Ia menegaskan bahwa akses infrastruktur menuju Kampung Adat Kuta akan dipercepat pada awal 2026 sebagai bagian dari strategi penguatan wilayah perbatasan.
“Kawasan ini merupakan pintu masuk Kabupaten Ciamis yang harus kita perkuat. Infrastruktur akan terus kita dorong sebagai wajah depan Ciamis,” ujarnya.
Bupati juga menyoroti program pengolahan sampah menjadi kompos yang digagas PLN, yang dinilai relevan dengan visi Ciamis sebagai Kabupaten Organik 2026. Upaya ini dianggap penting untuk menekan penggunaan pupuk kimia serta meningkatkan kualitas tanah dan lingkungan.
Dalam kesempatan tersebut, Bupati menyampaikan terima kasih atas bantuan sambungan listrik gratis bagi 78 anggota Koperasi Desa Merah Putih, yang diharapkan memberikan dampak langsung pada peningkatan kesejahteraan.
“Semoga PLN semakin maju dan manfaatnya terus dirasakan masyarakat luas,” ucapnya.
Dari pihak PLN, Manager UPT Cirebon menyampaikan kesiapan untuk memperkuat kerja sama dengan pemerintah daerah dalam berbagai program keberlanjutan.
“Kami ingin sinergi ini terus terbangun dan memberikan nilai jangka panjang bagi masyarakat,” ujarnya.
Adapun tiga program TJSL yang resmi diluncurkan meliputi: Program ‘Menjaga Air untuk Bumi yang Tangguh’ — kolaborasi PLN UIT JBT bersama masyarakat adat guna memastikan ketersediaan air berkelanjutan.
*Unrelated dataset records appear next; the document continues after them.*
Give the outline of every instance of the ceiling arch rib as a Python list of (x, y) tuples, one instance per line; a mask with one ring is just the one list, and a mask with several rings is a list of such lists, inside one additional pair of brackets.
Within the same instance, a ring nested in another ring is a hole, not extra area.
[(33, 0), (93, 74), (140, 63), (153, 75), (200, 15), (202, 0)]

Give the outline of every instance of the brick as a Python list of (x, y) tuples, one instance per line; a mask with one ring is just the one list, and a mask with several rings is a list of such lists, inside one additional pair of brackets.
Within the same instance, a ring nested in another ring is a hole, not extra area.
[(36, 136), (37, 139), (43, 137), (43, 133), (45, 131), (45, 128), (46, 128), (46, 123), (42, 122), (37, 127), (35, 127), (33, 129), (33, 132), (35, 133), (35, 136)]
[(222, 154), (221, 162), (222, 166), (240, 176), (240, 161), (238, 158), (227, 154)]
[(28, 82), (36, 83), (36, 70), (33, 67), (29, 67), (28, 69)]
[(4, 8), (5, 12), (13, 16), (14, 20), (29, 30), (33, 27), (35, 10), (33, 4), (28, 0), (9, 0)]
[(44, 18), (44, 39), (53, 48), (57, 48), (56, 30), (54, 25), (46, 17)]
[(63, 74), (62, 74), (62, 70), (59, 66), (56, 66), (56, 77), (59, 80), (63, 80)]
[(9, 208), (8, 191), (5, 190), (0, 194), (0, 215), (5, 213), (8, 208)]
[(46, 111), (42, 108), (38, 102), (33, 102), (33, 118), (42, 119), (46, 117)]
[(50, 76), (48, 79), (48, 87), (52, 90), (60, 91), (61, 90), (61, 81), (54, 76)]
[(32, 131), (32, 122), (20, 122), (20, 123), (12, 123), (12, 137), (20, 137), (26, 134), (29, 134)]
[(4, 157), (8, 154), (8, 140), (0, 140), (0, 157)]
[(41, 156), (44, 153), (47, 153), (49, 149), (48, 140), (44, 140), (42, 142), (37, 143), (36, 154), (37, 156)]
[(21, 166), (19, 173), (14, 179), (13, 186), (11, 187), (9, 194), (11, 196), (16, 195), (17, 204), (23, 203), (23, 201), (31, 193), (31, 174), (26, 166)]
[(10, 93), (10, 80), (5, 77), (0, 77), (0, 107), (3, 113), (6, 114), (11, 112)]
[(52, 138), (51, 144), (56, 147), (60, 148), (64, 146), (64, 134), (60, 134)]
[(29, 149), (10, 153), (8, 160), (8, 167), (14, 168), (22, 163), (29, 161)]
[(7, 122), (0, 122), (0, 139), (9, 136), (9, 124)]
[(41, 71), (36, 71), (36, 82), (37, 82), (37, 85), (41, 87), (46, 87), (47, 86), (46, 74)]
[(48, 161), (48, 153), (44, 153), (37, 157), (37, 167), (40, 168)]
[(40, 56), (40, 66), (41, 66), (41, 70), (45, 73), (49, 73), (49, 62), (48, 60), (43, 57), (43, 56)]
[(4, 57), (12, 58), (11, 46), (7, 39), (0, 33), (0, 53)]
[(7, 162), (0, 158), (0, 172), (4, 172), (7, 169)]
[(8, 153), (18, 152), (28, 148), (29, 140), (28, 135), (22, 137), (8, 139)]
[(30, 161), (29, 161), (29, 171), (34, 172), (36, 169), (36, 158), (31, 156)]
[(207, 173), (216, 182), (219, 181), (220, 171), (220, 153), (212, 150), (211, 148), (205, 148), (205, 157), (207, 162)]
Pengolahan sampah dedaunan dan kotoran ternak menjadi kompos sebagai dukungan terhadap gerakan pertanian organik Ciamis.
Layanan elektrifikasi gratis bagi 78 anggota Koperasi Desa Merah Putih Karangpaningal.
Setelah peresmian, kegiatan dilanjutkan dengan pemanfaatan fasilitas secara simbolis, meliputi pemotongan pita sarana WC, pembukaan aliran air, penanaman pohon, hingga penyalaan listrik di rumah warga.
PLN berharap pelaksanaan program TJSL ini mampu memperkuat akses energi, menjaga kelestarian lingkungan, serta mendukung keberlanjutan budaya yang diwariskan masyarakat Kampung Adat Kuta.